Weekly polling data show real estate price expectations have come down from record levels, in a sign that Canadians are anticipating housing markets in places like Toronto will finally cool. The share of people saying home prices will rise in the next six months fell for a second week to 46 percent, according to data compiled by Nanos Research Group for Bloomberg News. That’s down from 47.7 percent the previous week and below a record 50.1 percent two weeks ago.
While sentiment levels for real estate are still at historically high levels, the trend suggests confidence in the housing boom may be fraying amid troubles at Home Capital Group Inc. and the Ontario government’s introduction of new measures to cool speculation in Toronto’s housing market, including a foreign buyers tax.
“After hitting an eight year high on the perceptions of the future value of real estate in early May, perceptions are starting to normalize,” Nanos Research Group Chairman Nik Nanos said in a statement.

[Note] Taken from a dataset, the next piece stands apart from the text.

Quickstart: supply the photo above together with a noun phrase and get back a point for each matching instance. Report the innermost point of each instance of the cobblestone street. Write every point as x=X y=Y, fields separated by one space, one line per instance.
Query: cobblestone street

Policy makers including Finance Minister Bill Morneau and his Ontario counterpart Charles Sousa are seeking to bring about a smooth slowdown to Toronto home prices, which have been growing at a 30 percent annual rate. That’s come at the same time as strains have emerged in the country’s housing finance system after a run on deposits at Toronto-based Home Capital.
New Listings Soar
There is already evidence of a moderate slowdown in Toronto. Realtor figures for April released last week suggested transactions in Toronto are falling in response to Sousa’s 15 percent foreign buyer tax, while supply rose with a 36 percent jump in new listings to a record high.
Every week, Nanos Research asks Canadians for their views on personal finances, job security, the outlook for the economy and where real estate prices are headed. The responses are compiled into a gauge of consumer sentiment, the Bloomberg Nanos Canadian Confidence Index.
Overall, the index was little changed at 57.9 last week as improving perceptions of personal finances and job security offset worries about housing and a slight deterioration in the outlook for the economy.
The confidence index is based on telephone polling with a four-week rolling average of 1,000 respondents, and is considered accurate within 3.1 percentage points, 19 times out of 20.